En ese escenario, para la prosperidad de la solicitud de amparo, debe verificarse lo siguiente: i) la configuración de alguno de los requisitos específicos alegados por el interesado; y ii) que el vicio o defecto sea de tal trascendencia que implique la amenaza o la afectación de derechos fundamentales. Es decir, el operador judicial debe verificar que la transgresión sea de tal entidad que incida en el sentido de la decisión y que con la solicitud no se intente reabrir el debate que se había planteado en la instancia correspondiente. 2.3.

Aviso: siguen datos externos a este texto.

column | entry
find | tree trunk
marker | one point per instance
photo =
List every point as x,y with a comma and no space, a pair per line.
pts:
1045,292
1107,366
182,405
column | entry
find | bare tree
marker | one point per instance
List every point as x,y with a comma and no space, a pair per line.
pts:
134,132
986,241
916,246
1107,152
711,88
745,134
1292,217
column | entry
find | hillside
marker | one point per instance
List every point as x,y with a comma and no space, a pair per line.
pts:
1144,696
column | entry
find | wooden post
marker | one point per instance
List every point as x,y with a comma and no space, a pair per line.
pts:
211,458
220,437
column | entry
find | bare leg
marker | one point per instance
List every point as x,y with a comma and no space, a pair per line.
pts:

Problema jurídico La Sala deberá definir si: ¿el Tribunal Administrativo del Chocó vulneró los derechos fundamentales de la demandante con ocasión de la sentencia del 30 de abril de 2024, a través de la cual revocó la decisión del a quo para, en su lugar, negar el reconocimiento de una relación laboral encubierta respecto de Caprecom al no encontrar acreditado el elemento de la subordinación, con la que incurrió, al parecer, en violación directa de la Constitución Política, desconocimiento del precedente y defectos fáctico, procedimental absoluto y sustantivo? 2.4.
Análisis de la Sala 2.4.1. Sobre los requisitos de procedibilidad adjetiva La Sala encuentra superados los requisitos de procedibilidad de la solicitud de tutela y, en consecuencia, sin encontrar causal de nulidad que invalide lo actuado, procederá a efectuar el estudio del fondo del asunto planteado. 2.4.2. Defecto fáctico El defecto fáctico que se le atribuye a la sentencia objeto de análisis, de acuerdo con la jurisprudencia constitucional19 tiene una dimensión negativa y otra positiva.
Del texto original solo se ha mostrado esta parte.